Isaac learns not that God is a God of grace and mercy but one to be feared. Notice “the God of Abraham and the Fear of Isaac” (31:42). Isaac is distanced from his father from this point on; Sarah, too, is never close to Abraham – perhaps not even living with him – from this point on. It is a “broken family.” It was not Abraham who stopped the knife but an angel sent by the covenant God.
A big challenge to Middleton’s view are the words of the angel that seem to confirm Abraham as exemplary (not to ignore the positive view of Abraham’s Aqedah in much of Judaism and the NT). He probes how to see these words.
“By myself I have sworn”: God steps in because Abraham’s response was not as complete as it could have been. He thinks the ram was behind Abraham and, quite provocatively, he is not convinced Abraham had embraced the idea of God providing a ram instead of his son.
A sketch, for sure, without all the details, but you can get the big ideas from the above.
Middleton thinks Abraham did not in fact pass the test of Genesis 22. He could have protested for his son and his love for his son; he could have interceded; he could have had a more robust faith in God’s provision; he thinks he “just barely passed the test” of God’s character.

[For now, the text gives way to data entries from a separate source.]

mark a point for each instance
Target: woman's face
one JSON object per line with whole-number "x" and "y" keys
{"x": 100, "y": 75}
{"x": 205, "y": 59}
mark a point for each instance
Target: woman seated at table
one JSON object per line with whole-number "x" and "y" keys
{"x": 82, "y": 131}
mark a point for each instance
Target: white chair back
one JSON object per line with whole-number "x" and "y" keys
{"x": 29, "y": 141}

I've often considered how powerful a role art has played in my understanding of this story. Images of Abraham and Isaac inevitably raise for me the question, "How old is Isaac?" Is he a young boy, like in Michelangelo, his gaze locked on his father's with that up pointing finger poised midway between them? Or is he hairy, bearded and grown, like in some 19th C Ashkenazi art? I tend for the latter understanding. Reading the text somewhat literally, Isaac is in his late 30's when this story takes place. So for me, I'm not so interested in what Abraham is thinking, as I am in what Isaac is thinking. Silently reproachful? Willing participant and equal partner? It is telling, as Middleton points out, there is no story that has Isaac coming back down the mountain and going home to live peaceably with his folks...Having said all this, I'm just starting the new translation of Fear & Trembling and it's gonna take more than this book to shake me loose from Kierkegaard.

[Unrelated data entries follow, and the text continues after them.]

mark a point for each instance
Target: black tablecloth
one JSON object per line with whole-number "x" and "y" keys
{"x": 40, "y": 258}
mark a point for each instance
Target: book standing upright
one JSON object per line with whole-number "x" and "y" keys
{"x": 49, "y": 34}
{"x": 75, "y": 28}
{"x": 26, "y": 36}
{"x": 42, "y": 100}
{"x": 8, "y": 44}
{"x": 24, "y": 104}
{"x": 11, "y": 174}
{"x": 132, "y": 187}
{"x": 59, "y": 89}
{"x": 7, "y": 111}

I think the way we interpret this passage depends on what sort of people we believe God wants us to be. Is God looking for people who will submit no matter what to an instruction they believe is from God, whether it's an audible voice, a thought, a Bible verse, advice from a Christian leader, whatever - or is God looking for people who make every effort to be people of good character and good values and who will question that which goes against their values or asks them to act in ways which betray their character no matter what the source? I contend that the latter is safer for human communities than upholding unquestioning submission as the ultimate act of faith, because how can we know it is God asking us to submit, or as Middleton points out, even if it is, why would we believe this is a test of faithful unquestioning submission rather than a test of whether we will speak up or say no when something doesn't make sense, rather than betray our values? I believe this whole discussion is good because implicitly it is saying, yes, do question, don't just accept things. Because I believe to do so is our human responsibility.